R. MacLeod: We’re very proud to have reached 200 years, this is a huge achievement for any company and we have contributed significantly to the pharma industry over the past two centuries. For example, we produced the first pharmaceutical that was administered by injection - morphine, and we have been instrumental in developing some of the well-known platinum-based therapies to treat cancer. As we move into our third century, we will continue to build on our pharmaceutical offering through further investing in R&D to expand our generic API portfolio, as well as enhancing our existing technologies and capabilities to help innovator pharmaceutical companies deliver the next generation of therapies.
Do you have any predictions on what trends will affect the pharma industry in the future and how you are positioned to impact these?
R. MacLeod: There is a clear trend for the focus to be on smaller patient populations, currently this is in areas such as orphan indications and eventually through the personalization of medication tailored to more specific genotypes. Additionally, drugs are becoming more complex and better targeted, but consequently more complex and more active, or highly potent. This has implications not only for how API service providers interact with customers, but also the types of assets they have and where they are located. We are conscious of these trends as we look at our technology capabilities and asset base and how and where we will be making future investments.

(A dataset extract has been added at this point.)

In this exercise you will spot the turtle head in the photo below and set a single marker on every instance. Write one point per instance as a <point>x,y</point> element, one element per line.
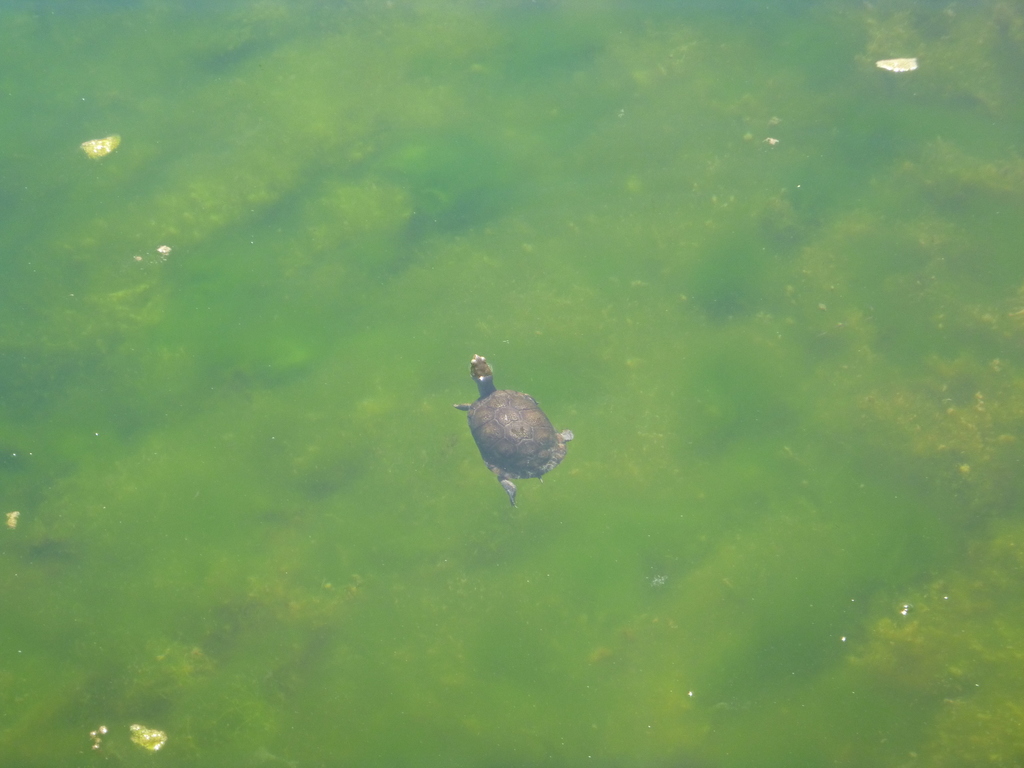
<point>482,375</point>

Another developing need of pharmaceutical customers is the ability to integrate API manufacture with the requirements of drug product development, as the boundaries between primary and secondary manufacture continue to blur. We are prepared for this to become an essential need as APIs become increasingly complex and present challenges for development, due to their poor solubility and low bioavailability. Therefore, we are taking steps to be able to integrate these critical drug product development capabilities into our API manufacturing services.
As more complex actives come to market, pharmaceutical companies will be looking for shorter synthesis cycles and more economic approaches to manufacturing their products. Our technologies will prove vital in being able to address these needs and, with our world-class assets across North America and Europe, we can embed our platform technologies into the manufacture and scale-up of processes.